The guidance states that the bill “will ensure that children, young people and those who work with them remain safe, while minimising disruption to everyday life and progression to further and higher education or employment by ensuring schools have the flexibility and support they need to respond pragmatically to the changing situation”.
However, the bill will also give government “a temporary power to close educational establishments”, but the guidance states that closures “will happen only where necessary, to help minimise disruption to everyday life and progression of children and young people to further and higher education or employment”.
Whiteman said teachers and leaders had “played a leading role” in the response to this national crisis, and “stand ready to continue to do so”.
But he added that “in order for that response to continue to be effective, government must work with the profession”.
“It is hard to see how these measures could even work in practice. If there are not enough healthy teachers to run a school, the powers to compel it to open seem entirely irrelevant. Taking powers that are unenforceable is at best pointless, and at worst potentially counter-productive.
“Our sincere hope is that the government will trust school leaders on the ground to make the right decision for the safety and wellbeing of their pupils. Tough words and draconian powers are the last thing schools need right now.”

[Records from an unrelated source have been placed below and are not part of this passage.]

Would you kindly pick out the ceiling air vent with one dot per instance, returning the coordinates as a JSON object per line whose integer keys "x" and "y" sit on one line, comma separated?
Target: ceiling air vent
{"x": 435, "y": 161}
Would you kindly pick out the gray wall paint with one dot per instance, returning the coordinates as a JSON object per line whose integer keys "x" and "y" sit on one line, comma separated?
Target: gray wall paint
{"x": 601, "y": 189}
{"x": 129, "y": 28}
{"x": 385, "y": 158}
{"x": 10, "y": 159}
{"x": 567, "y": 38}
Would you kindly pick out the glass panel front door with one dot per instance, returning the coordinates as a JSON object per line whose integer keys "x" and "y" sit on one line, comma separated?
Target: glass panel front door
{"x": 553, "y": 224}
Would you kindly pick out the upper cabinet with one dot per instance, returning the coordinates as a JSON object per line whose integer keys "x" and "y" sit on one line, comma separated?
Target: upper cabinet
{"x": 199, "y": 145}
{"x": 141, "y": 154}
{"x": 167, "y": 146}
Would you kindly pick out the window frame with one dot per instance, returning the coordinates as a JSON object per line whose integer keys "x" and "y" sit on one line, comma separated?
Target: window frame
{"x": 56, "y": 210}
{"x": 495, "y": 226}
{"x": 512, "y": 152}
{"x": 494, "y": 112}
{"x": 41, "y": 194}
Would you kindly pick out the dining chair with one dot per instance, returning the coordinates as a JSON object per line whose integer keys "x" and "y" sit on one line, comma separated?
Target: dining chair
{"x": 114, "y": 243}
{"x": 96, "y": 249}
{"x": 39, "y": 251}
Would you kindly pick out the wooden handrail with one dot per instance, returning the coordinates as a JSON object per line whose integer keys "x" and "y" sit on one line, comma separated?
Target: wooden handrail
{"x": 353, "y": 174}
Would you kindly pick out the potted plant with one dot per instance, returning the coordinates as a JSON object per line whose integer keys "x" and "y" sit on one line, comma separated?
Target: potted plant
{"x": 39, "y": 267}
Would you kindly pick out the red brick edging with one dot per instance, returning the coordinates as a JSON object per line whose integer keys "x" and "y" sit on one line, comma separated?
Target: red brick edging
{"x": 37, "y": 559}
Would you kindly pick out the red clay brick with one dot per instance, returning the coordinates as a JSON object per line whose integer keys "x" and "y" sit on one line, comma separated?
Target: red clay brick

The legislation will be time-limited, for two years, and not all of the measures will come into force immediately, the government said. The four governments of the UK will be able to “switch on” the new powers when needed, and “switch them off again once they are no longer necessary, based on the advice of chief medical officers of the four nations”.
“The measures in the coronavirus bill are temporary, proportionate to the threat we face, will only be used when strictly necessary and be in place for as long as required to respond to the situation.”
But educators have already pointed out concerns it doesn’t address, such as any action to require food to be supplied to pupils eligible for free school meals in the event of school closures.